Daily watch – Eni looking to leave Nigeria, Dangote gets American training

31st July 2015

  • Eni SpA, Italy’s largest oil company is considering selling part or all of its onshore Nigerian operations as it seeks to divest peripheral businesses. Eni’s wholly owned subsidiary in the country, Nigerian Agip Oil Company, operates under a joint-venture agreement with the NNPC and ConocoPhillips. NAOC also operates two onshore exploration licenses. Depending on what Eni decides to sell, the transaction may raise from $2 billion to $5 billion. Although Eni has asked advisers to look at options for the assets, which include interests in oil and natural-gas fields in the country, it could still also decide to hold on to the operations.
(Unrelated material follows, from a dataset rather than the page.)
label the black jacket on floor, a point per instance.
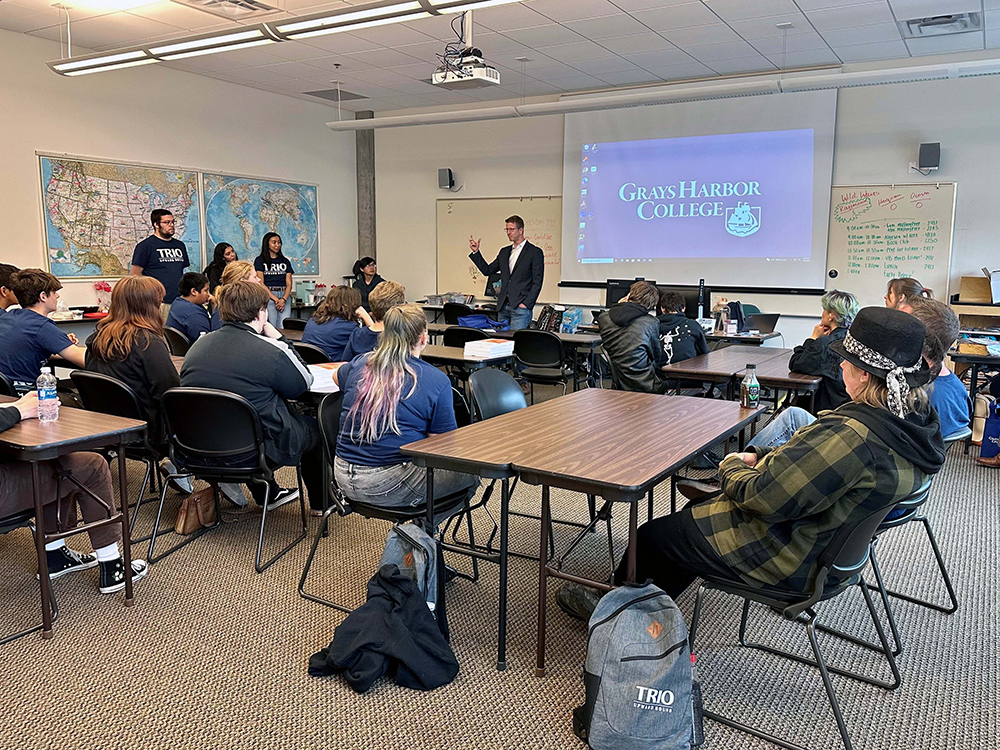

  • Meanwhile, Royal Dutch Shell is cutting 6,500 jobs across its global operations and will reduce capital spending by 20 per cent this year, as the oil company takes dramatic action in response to the plunge in oil prices. The firm said its investment this year would decline $7 billion from last year’s levels to about $30 billion, a bigger drop than was forecast three months ago, as it axed and postponed new projects. Shell expects to make even further reductions to operating costs in 2016. Globally, about $200 billion of spending on major oil and gas projects has now been deferred since crude prices began falling, a decline that accelerated when OPEC opted not to cut output in the face of soaring US production.
  • The United States Trade and Development Agency has announced a grant of $997 million as training support for the proposed refinery by the Dangote Group. The grant is expected to fund the training of more than 100 staff on the use of UOP technology licensing and engineering services. According to the company, the most critical success factor for project is getting the right quality of human capital to run the plant.
  • Nestle Nigeria’s half-year pretax profit fell 24% to N10.6 billion ($53.3 million), the food and beverage maker said on Thursday. Revenue fell to N65.92 billion for the six months to June 30 from N67.20 billion, the firm said in filings to the Nigeria Stock Exchange.